La bataille de Cocherel suite 2/2

Relatons cette bataille qui eut lieu si prés de notre cité, et qui sera la première victoire Française de cette guerre de cent ans. C'est grace à Pierre Naudin écrivain et archiviste hors pair et aux actes du colloque international de Cocherel, sans oublier André Plaisse grand spécialiste de Charles II roi de Navarre, que je pense pouvoir me permettre de donner ma version de cet engagement.

Jean de Grailly se sachant maître du terrain prend calmement ses dispositions. Comme aux échecs, les pièces sont en place, Crécy: Edouard III contre Philippe VI de Valois, Poitiers: le prince Noir contre Jean II le Bon, une fois de plus les Anglais ont les blancs.
On peut considérer qu'ils ont deux coups d'avance, ils tiennent la position haute, disposent des meilleurs archers du monde, ceux sont eux qui sont les réels gagnants des deux premiers engagements. Pour Jean le raisonnement est simple, "vous m'avez fixé!, je ne peux plus empêcher le sacre de Charles V !,venez me chercher...!!







Le breton en son particulier prédicament, réfléchi, il sait que le temps joue contre lui, que le Captal doit recevoir un renfort d'environ 300 Lances ( 900 hommes). Sa position est défavorable, ses troupes ont le dos à la rivière, ce qui lui pose un problème de ravitaillement et qui lui interdit toute possibilité de repli rapide en cas de débordement. L'attente est longue, les armées se font face et dans le silence de cette riante campagne normande, on n'entend que le claquement des bannières et le hennissement des chevaux. Il fait très chaud en ce mois de mai 1364, les hommes ont faim, ils sont nerveux et les chevaux aussi.

Dugesclin envoi un messager vers les Anglais, pour lui faire savoir qu'il l'attend sur la plaine pour le combattre, il faut bien le dire le stratagème est grossier, même si Bertrand n'était pas à Poitiers, il devait être au courant des prouesses du Gascon et du rôle qu'il joua aux côtés du Prince Noir.


On ne sait si Jean goutta la plaisanterie ? il se contente de congédier le messager avec un refus courtois, bien décidé à maintenir sa position.
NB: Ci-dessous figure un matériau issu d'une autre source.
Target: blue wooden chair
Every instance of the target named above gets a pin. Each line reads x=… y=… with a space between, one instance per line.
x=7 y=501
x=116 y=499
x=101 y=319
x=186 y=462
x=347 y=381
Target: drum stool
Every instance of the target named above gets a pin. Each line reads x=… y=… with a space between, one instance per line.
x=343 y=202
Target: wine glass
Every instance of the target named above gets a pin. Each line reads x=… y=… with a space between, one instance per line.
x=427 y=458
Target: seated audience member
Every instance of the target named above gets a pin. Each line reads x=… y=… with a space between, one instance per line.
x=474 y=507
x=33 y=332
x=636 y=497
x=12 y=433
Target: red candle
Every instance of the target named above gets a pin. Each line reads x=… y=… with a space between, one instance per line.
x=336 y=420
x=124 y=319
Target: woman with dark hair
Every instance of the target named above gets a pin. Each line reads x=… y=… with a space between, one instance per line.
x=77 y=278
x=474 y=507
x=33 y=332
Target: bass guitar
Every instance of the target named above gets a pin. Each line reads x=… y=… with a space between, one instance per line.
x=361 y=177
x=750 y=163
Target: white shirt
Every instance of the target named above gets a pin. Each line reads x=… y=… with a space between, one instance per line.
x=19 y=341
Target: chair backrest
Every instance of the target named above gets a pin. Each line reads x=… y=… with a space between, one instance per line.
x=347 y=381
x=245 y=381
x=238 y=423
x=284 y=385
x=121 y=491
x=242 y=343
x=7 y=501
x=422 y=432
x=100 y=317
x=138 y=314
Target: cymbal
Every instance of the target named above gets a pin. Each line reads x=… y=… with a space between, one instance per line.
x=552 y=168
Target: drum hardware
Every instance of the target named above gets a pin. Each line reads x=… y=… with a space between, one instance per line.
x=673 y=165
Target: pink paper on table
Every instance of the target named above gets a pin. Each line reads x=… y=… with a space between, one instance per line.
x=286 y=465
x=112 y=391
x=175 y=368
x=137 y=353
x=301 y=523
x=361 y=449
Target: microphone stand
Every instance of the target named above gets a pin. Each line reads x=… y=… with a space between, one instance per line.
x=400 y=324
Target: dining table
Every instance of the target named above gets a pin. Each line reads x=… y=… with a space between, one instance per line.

Il n'est plus pressé désormais, il a des vivres, il tient la meilleure position, un chemin de repli sécurisé, il peut attendre ses renforts sereinement.








Au soir du 15 mai, nous en sommes là: le Gascon ne veut pas descendre et le Breton loin d'être un sot ne veut pas monter !! Ils ont tous les deux raison, si l'un monte il se fait hacher par les archers, si l'autre descend il perd le bénéfice de ses archers qui ne lui seront plus d'aucune utilité en plaine, ou ils seront laminés par des hommes d'armes couverts d'acier.

La nuit va descendre enveloppant de son frais manteau hommes et chevaux, sur le tertre comme dans la plaine les feux de campements sont allumés, les hommes se délassent

Au matin du 16 mai une brume rasante se dissipe, il avait fait chaud hier, le soleil avait chauffé la terre, des deux côtés hommes et chevaux ressemblent à des fantômes. Bertrand tient conseil, le temps lui est compté petitement, de plus Arnaud de Cervolles quitte la place refusant de se battre contre le Gascon!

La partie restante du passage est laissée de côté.